Huntington, Ind.—Younger evangelicals might decide the U.S. presidential election in November depending on how effectively they organize through their own new media to support state and national candidates.
So say the editors of the first comprehensive study of new evangelical media in North America. Fifty contributors, including Dr. Kevin Miller, associate professor of communication at Huntington University, examined everything from evangelical blogging and podcasting to drama, computer gaming, public relations, advertising, radio and TV broadcasting, movies, books, periodicals, theme parks, comic books, music, merchandizing and more.

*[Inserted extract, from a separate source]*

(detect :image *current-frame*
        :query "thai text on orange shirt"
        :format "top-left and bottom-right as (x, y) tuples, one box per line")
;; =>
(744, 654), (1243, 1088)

Miller says in the book that American and British evangelicals sometimes use different standards to evaluate media. Americans criticize “graphic sexuality” whereas their U.K. counterparts emphasize “graphic violence.” Speaking for many younger evangelicals, Miller explains that evangelicals can “endorse cinematic depictions of violence and sex” that are “cast in the full context of their consequences.”

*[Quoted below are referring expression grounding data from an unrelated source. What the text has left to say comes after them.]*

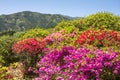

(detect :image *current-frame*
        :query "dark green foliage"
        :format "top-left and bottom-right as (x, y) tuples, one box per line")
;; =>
(0, 30), (16, 36)
(0, 36), (18, 66)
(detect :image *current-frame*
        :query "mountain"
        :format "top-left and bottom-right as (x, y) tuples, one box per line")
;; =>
(0, 11), (76, 32)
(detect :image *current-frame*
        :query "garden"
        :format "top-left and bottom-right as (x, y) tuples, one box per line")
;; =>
(0, 12), (120, 80)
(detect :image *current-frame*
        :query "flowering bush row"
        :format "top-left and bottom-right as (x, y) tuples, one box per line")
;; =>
(77, 29), (120, 47)
(10, 28), (120, 80)
(35, 46), (120, 80)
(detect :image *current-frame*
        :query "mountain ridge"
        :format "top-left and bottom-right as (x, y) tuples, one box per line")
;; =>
(0, 11), (80, 32)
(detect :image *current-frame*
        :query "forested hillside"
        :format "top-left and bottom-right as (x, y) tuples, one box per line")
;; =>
(0, 11), (77, 32)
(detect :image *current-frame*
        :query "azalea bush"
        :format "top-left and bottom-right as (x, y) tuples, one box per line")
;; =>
(55, 19), (85, 31)
(55, 20), (75, 31)
(34, 46), (120, 80)
(45, 28), (79, 50)
(20, 28), (49, 40)
(77, 29), (120, 50)
(12, 37), (46, 71)
(12, 37), (46, 55)
(82, 12), (120, 31)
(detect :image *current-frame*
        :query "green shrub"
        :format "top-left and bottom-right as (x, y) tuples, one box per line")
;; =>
(13, 31), (25, 39)
(0, 56), (4, 66)
(20, 28), (49, 40)
(55, 19), (84, 32)
(83, 12), (120, 31)
(0, 36), (18, 66)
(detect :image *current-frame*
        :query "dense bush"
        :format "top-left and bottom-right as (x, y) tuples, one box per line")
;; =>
(77, 29), (120, 49)
(35, 46), (120, 80)
(12, 37), (47, 72)
(13, 31), (25, 40)
(45, 28), (79, 50)
(83, 12), (120, 31)
(0, 36), (18, 66)
(12, 37), (46, 55)
(55, 19), (84, 31)
(55, 21), (76, 33)
(20, 28), (49, 40)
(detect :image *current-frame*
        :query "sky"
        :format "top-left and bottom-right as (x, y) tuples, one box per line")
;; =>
(0, 0), (120, 17)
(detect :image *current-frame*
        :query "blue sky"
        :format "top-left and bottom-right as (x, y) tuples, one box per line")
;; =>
(0, 0), (120, 17)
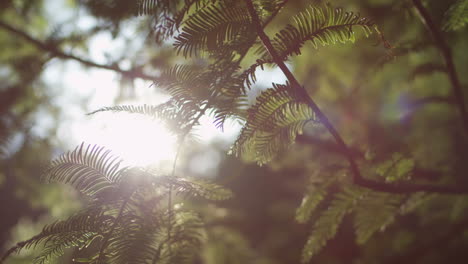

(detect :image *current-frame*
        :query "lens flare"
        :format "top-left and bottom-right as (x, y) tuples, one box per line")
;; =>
(78, 112), (177, 167)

Miller also says that evangelicals ought to consider the value of the kind of technologically restrained living practiced by Anabaptists, including the Amish. He says that “MP3-toting evangelicals” need to figure out how to leverage “YouTube, social networking sites and the next new information technology to foster Christian community.”
The just-released book, “Understanding Evangelical Media: The Changing Face of Christian Communication” (InterVarsity, 2008, 347 pp.) is edited by Quentin J. Schultze and Robert H. Woods, Jr., professors of communication at Calvin College and Spring Arbor Universities, respectively.
“Younger evangelicals have flooded to new media, creating their own, nearly invisible social networks,” says Schultze, also the executive director of the Gainey Institute for Faith and Communication at Calvin. “Reporters are mistakenly focusing on traditional, high-profile Christian TV and radio programs, overlooking millions of younger evangelicals who are not so quickly predisposed toward particular political stands.”
Schultze adds, “These Gen-Xers, Yers, and Millennials are not interested in traditional evangelical broadcasting and are forging new media networks under the radar of news media. They’re downloading audio files of engaging sermons from distant churches, reading edgy books published by unconventional Christian authors, writing blogs that criticize as well as support existing Christian leaders, posting spiritually satirical YouTube videos, and getting together for social-oriented theological discussions over a latte or a microbrew.”
Woods says that the political vibrancy of young evangelicals reflects their social consciences and flows from young evangelicals’ belief that worship is the stage for comprehensive social action, not just for voting and party politics. “Younger evangelicals’ blogs tell the story,” he says.
The book’s editors and authors have created a Web site that is monitoring the spectrum of new and old evangelical media. The site, www.understandingevangelicalmedia.com/, is “using the only medium available for tracking new developments on the fly,” says Calvin College’s Schultze. He adds, “It’s going to be an interesting fall as younger evangelicals organize online to influence not just the November elections but the ways that future evangelicals think about what it means to be faithfully engaged in society.”